Gunvor in Congo

© Public Eye
Public Eye investigations reveal that the Geneva commodity trading group gained access to the black gold of the Republic of Congo through two shady individuals. Since 2012, Guvnor has shifted responsibility for these dubious practices onto a former employee – but the fact that these practices continued after the employee’s dismissal shows that the problem lies deeper. Finally, in 2019 the Federal Prosecutor’s office sentenced Gunvor to pay a fine of almost 4 million francs on the grounds of serious deficiencies in the internal organisation for the prevention of bribery of public officials in the Republic of Congo and the Ivory Coast, and collected nearly 90 million francs of illegally acquired proceeds.

Report: Gunvor in Kongo

Oil, cash and misappropriation: the adventures of a Swiss trader in Brazzaville

The findings of Public Eye’s investigation into Gunvor’s activities in Congo are of significant public interest – first and foremost to the Congolese people, who live in abject poverty despite the country’s huge mineral wealth. Mismanagement and corruption mean the population – the actual owner of the country’s mineral resources – does not see any of the wealth generated by mining. Yet they have the right to know the conditions under which the state-owned company is selling black gold to international traders.

Gunvor’s reaction when the case was first made public, in 2012, as well as when Public Eye released its report five years later, is telling: the company briefly blamed an ex-employee who it stated acted without its knowledge. However, exclusive documents have enabled Public Eye to prove that the dubious practices continued following the departure of the employee in question.

Gunvor’s communication strategy - Géraldine Viret, Public Eye spokesperson

The example of Gunvor clearly shows how commodities trading is in part responsible for the resource curse and highlights the consequences of a lack of regulation, showing how unrealistic the arguments against stricter legislation are. There are solutions to this, including our demand for payment transparency or a Swiss Commodity Market Supervisory Authority (ROHMA). The sentencing of Gunvor in October 2019 by the Federal Prosecutor’s office to pay a fine totalling nearly 94 million francs on the grounds of corruption of public officials in the Republic of Congo and the Ivory Coast largely confirms the results of our investigation. The Geneva trading firm had no so-called compliance programme for the prevention of corruption. The investigators in Berne established that clear alarm signals and indications of irregularities were ignored. In their view, ‘the risk of corruption by Guvnor... seems to have been accepted as part of doing business’. These ‘serious organizational deficiencies’ led to a fine of almost 4 million francs and the collection of nearly 90 million francs of illegal proceeds.

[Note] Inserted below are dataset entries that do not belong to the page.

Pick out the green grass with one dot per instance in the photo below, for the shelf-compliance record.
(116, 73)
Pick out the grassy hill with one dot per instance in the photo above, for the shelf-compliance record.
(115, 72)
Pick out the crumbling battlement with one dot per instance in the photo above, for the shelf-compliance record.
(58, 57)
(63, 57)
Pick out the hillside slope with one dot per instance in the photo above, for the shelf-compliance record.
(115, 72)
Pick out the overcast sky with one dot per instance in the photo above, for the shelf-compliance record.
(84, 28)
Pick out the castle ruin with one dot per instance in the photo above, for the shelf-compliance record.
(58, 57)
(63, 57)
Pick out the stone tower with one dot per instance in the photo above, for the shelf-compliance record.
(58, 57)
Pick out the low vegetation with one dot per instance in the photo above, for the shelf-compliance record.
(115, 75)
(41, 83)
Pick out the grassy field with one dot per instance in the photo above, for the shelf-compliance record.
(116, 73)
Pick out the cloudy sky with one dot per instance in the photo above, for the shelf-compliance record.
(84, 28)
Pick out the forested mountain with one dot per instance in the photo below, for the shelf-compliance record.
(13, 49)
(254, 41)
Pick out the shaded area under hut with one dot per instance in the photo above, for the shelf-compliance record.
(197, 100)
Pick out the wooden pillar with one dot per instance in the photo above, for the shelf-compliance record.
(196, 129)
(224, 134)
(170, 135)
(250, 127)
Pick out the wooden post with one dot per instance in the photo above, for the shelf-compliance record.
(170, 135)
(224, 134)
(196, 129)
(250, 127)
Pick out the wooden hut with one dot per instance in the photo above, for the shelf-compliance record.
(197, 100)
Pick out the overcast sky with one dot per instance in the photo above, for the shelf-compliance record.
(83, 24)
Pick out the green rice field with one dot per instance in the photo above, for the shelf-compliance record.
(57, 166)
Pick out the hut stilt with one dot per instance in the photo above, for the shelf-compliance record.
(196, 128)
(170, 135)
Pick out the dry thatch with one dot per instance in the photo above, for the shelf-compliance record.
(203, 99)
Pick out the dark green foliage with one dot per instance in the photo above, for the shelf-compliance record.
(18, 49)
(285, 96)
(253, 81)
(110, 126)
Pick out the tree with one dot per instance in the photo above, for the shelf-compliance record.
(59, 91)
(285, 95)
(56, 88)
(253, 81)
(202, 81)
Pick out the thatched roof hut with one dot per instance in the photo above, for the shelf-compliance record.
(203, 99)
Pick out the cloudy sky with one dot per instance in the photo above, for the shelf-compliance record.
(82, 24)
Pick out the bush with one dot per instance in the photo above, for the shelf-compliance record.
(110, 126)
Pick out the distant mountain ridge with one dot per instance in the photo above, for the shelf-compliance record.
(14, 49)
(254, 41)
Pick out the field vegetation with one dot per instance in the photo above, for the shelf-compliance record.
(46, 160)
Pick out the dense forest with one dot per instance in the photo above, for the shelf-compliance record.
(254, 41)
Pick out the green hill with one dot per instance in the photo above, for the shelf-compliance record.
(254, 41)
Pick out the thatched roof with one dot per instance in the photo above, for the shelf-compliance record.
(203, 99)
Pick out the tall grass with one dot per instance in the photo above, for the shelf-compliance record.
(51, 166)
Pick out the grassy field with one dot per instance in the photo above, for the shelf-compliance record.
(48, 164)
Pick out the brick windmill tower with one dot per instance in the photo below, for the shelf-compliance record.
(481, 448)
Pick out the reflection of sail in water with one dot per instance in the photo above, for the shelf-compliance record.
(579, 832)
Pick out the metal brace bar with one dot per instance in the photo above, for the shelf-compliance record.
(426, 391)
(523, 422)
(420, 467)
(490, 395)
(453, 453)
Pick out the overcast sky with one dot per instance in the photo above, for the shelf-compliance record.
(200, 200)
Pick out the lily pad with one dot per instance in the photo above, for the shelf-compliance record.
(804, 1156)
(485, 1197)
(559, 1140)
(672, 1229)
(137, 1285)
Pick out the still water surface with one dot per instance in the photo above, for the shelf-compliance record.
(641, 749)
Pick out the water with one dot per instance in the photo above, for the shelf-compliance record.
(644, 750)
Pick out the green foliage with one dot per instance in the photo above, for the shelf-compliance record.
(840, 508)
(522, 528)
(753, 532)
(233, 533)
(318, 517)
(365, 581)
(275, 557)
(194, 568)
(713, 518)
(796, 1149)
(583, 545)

With this research, Public Eye managed to get the Council of States to accept Senator Anne Seydoux-Christe’s postulate calling on the Federal Council to produce a report on whether the measures banks are implementing are sufficient to prevent money laundering and business with political exposed persons in commodity trading. In February 2020, the Federal Council published this report on ‘Supervision of commodities trading activities from the perspective of money laundering‘. The report indeed confirms the ‘high risk of corruption’ in the commodities trading sector, but once again proposes no effective measures.